A Village of Angels

For Sixth Former Lucy Brainard, it's always the season of giving.
During a summer 2012 Groton School trip to Tanzania, Lucy met a Maasai girl known as Margaret, a student at the Orkeeswa School. Since 2010, Groton School students have visited Orkeeswa in an intensive experience of learning, service, and friendship. "Going into it, I didn't think we would have much in common," Lucy says. "But we have these real, lasting friendships with the kids there."

Of all of Lucy's friends in Tanzania, Margaret made a special impact: she has motivated Lucy to spend every school vacation selling beaded angels crafted by the Maasai women of the village. To Lucy, the reward is tangible: every 240 angels sold allows one child to attend the Orkeeswa School for a year.
 
Margaret began promoting her village's handiwork after attending a leadership conference in Dar es Salaam, Tanzania's largest city. At the conference, she was required to propose a microfinance project that would help her community. Margaret recognized the appeal of the delicate beadwork, and ultimately launched her initiative, asking Lucy and other Groton students if they could help broaden her market. Woodshop teacher Douglas Brown created wooden templates, so the angels could be more uniform.
 
Lucy now sells angels any chance she can. As soon as she returned from Tanzania, she sold the angels in Old Saybrook, Connecticut, where she visits her grandparents during the summer. “I sold 150 angels in one two-hour period,” she says. “I knew the community there was going to do it for me, as well as wanting to help the Orkeeswa School.”

Last summer, Lucy sold angels each week at the farmers markets in Old Saybrook. With other students who traveled to Tanzania, she has sold the angels during Parents Weekend. She also built a website over the summer, orkeeswasangels.wordpress.com, to spread information about the beaded angels, belts, jewelry, and ornaments—and about the cause.
 
A few weeks ago, over Thanksgiving break, Lucy set up shop again, selling the angels at a church fair in her home town of Lyme, Connecticut.  Over Christmas vacation, she'll sell them at a Lyme coffee shop. Three students have been able to attend the Orkeeswa School for the past three years because of the sale of these angels and other beaded crafts. 
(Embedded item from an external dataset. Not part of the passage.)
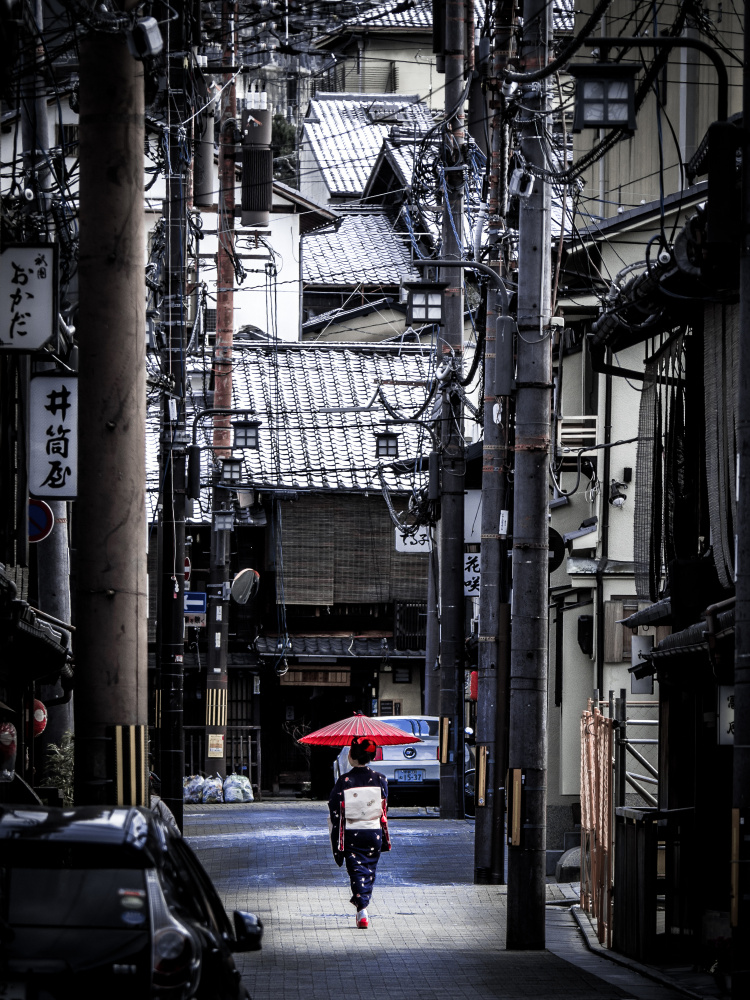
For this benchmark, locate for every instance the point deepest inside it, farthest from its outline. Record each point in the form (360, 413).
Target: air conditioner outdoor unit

I do this project because of the impact the community had on me,” Lucy explains. “They were the most inspirational people I'd ever met—they really never stopped smiling or dreaming.”
 
More than anything, Lucy loves receiving letters from her friends in Tanzania; they sometimes thank her for supporting Margaret’s project. “Most of them never expected to be given the opportunity to complete secondary school and maybe even university,” Lucy says. “I just want to help my friends go to school, smile, and continue to dream big.”